Although the circular economy might not be the ultimate solution – because we obviously still need to reduce and refuse the use of plastic to avoid creating more waste down the line – a great benefit of the Flipflopi project is to show us the circles we are all in, the ones made of weak links that need to be strengthened, but also the potential ones we are yet to explore.

A strong community is made of strong connections between the individual activities, the economic hubs, the civil society organisations, the local government, but also its artists and skilled entrepreneurs.

The need to learn how to collaborate and engage with and within the local communities we operate in as a sector in the search for solutions that maximise the positive benefits and minimise the impact we leave, becomes even more compelling when facing the plastic issue.

New Grassroots Trends

The City Council of the town of Cumberland, a western suburb of Sydney, Australia, has discovered that the local community has the skills and the ability to find appropriate solutions, and that it is worth asking for its collaboration.

Through creative thinking and productive partnerships within the community, they have been able to engage marginalised women to promote new sources of income for them, and ‘the Bags from Banners’ Project has been reducing the amount of waste needed to be disposed of and processed, and, at the same time, educating its citizens about the issues related to waste and plastic.

Sometimes, it is just a matter of receiving the invitation to participate.

When people are asked to come together, they are moved by a new sense of community, new solutions are found, and social and economic development can be achieved much more easily.

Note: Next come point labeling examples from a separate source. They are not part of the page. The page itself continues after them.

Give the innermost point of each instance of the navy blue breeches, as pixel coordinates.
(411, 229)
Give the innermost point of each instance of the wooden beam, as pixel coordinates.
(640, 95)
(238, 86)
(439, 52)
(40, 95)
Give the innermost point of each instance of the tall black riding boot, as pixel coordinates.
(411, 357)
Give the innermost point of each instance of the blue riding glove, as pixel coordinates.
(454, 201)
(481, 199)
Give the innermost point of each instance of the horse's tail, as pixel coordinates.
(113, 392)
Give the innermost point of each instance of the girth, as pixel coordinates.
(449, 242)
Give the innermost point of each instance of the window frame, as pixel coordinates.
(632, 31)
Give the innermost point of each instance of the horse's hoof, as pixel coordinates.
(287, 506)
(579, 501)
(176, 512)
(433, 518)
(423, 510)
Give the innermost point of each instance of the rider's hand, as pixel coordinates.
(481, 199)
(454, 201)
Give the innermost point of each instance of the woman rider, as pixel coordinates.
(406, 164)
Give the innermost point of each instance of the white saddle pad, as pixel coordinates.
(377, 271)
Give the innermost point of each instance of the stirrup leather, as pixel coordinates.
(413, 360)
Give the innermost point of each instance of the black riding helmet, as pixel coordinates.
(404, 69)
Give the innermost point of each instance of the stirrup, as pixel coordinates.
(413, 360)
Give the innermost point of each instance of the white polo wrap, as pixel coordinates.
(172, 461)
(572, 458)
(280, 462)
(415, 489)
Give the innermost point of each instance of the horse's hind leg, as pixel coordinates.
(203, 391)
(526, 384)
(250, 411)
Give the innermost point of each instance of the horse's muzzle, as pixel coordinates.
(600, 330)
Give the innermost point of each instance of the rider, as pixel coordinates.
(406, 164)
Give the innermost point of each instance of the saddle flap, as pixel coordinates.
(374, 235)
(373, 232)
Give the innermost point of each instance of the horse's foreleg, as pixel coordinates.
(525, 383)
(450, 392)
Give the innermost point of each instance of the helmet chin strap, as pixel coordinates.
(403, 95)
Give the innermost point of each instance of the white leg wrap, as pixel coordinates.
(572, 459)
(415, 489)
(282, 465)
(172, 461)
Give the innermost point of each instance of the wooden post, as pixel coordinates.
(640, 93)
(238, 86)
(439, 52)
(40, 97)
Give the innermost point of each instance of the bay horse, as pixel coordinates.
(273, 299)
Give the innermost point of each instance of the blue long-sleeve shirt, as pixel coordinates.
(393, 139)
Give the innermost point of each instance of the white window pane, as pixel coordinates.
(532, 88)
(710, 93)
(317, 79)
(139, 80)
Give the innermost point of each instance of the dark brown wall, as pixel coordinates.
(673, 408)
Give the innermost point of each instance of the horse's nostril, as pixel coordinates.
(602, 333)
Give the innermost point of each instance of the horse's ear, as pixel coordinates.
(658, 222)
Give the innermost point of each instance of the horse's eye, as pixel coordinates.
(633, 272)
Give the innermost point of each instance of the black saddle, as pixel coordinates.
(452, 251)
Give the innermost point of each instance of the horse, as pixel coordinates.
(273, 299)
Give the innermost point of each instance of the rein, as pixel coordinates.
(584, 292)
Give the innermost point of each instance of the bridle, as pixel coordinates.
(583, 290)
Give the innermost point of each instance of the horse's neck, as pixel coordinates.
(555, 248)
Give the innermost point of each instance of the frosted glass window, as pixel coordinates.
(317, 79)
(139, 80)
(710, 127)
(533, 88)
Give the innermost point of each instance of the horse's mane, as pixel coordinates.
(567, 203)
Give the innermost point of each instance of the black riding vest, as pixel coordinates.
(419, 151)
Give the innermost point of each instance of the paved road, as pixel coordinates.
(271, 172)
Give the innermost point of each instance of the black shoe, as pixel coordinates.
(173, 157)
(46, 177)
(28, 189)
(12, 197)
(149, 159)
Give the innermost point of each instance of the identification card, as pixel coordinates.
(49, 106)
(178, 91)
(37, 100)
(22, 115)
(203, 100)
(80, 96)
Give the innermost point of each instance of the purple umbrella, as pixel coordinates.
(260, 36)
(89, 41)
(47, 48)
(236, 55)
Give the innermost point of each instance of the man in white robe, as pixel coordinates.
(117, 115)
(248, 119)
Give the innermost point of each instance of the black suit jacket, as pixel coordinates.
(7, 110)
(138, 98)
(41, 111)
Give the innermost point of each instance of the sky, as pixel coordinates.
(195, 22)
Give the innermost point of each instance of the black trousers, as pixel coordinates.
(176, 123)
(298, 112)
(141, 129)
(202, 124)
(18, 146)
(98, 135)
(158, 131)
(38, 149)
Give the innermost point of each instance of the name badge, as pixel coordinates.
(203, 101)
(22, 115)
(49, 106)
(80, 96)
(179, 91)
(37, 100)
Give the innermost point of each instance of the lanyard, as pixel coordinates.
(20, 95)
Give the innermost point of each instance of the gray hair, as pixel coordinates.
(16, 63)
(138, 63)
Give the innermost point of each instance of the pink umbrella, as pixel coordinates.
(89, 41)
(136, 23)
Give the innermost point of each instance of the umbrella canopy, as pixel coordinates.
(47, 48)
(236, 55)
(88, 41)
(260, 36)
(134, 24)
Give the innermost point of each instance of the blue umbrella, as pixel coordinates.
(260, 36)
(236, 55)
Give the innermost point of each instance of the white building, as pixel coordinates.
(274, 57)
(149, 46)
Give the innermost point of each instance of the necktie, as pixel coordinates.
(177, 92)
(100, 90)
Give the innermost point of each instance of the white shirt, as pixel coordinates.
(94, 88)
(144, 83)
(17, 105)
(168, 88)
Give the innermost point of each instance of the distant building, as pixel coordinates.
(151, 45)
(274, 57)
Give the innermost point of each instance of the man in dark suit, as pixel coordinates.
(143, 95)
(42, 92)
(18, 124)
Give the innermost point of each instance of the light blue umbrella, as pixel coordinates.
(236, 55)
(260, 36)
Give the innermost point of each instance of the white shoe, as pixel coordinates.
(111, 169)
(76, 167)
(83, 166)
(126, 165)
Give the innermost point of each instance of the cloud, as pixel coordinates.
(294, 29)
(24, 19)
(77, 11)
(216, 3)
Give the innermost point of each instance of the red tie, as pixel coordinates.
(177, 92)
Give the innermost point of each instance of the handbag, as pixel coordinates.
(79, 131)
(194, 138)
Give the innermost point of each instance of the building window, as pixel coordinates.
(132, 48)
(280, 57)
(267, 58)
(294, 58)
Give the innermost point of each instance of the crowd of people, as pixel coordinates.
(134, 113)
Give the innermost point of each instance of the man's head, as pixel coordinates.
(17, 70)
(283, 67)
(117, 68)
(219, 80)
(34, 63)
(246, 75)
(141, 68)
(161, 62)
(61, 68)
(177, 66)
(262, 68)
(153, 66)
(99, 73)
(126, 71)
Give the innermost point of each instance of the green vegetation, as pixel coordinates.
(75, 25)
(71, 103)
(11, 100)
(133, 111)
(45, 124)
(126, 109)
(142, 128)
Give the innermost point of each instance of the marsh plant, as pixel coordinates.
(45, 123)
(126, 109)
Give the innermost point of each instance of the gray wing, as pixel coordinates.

However, to achieve a more structural change, we suspect that we need to move beyond simple participation and re-think the management system of our societies.

Marta Muslin – an Associate to Equality in Tourism and National Coordinator of the Indonesia Waste Platform (IWP) – was invited to participate in one of the ‘UNEP Seminars’ (see video below) that addressed how to integrate gender equality in tourism operations, and was moderated by Travel Matter’s founder Karen Simmonds.

Marta presented an interesting grassroots response to the problem of waste in the eastern regions of Indonesia. What is today called the Komodo Model, started on the island of Komodo in 2020, as an organised answer to the COVID pandemic and the lack of tourism-related jobs.

Defined as a ‘community-based waste management system’, the ‘Komodo model’ is an opportunity to tackle an ongoing waste problem for Indonesian coastal regions, and provides local sustainable development led by local women and young people, while also reducing the pressure on the natural environment caused by traditional frequent burning of waste.

The key to success relies on what is more than simple collaboration. The community-led development project, which is tailor-made to adapt to the different local circumstances is, in fact, based on the involvement of both the central and local government, as well as local non-governmental actors and the Indonesian recycling sector; but also, very importantly, it ‘advocates community engagement in decision-making and management, with a goal of using communities’ local knowledge and resources’.

Moving to New Collective Solutions

By reaching the end of another Plastic Free July, we hope that all the new opportunities to collaborate have lightened the pressure on our environment and reduced the amount of plastic we use.

However, what we hope for the most, is that people become aware – directly or indirectly – that we are all active parts of the solution, and knowing that we are not alone in the challenge, we can realise the immense power we have to transform our own societies.

The plastic issue, as well as the bigger issue of the climate crisis, creates precious opportunities to come together as an industry, and reinvent, redefine, and re-establish how we do tourism. The old practices need to change and make space for new habits.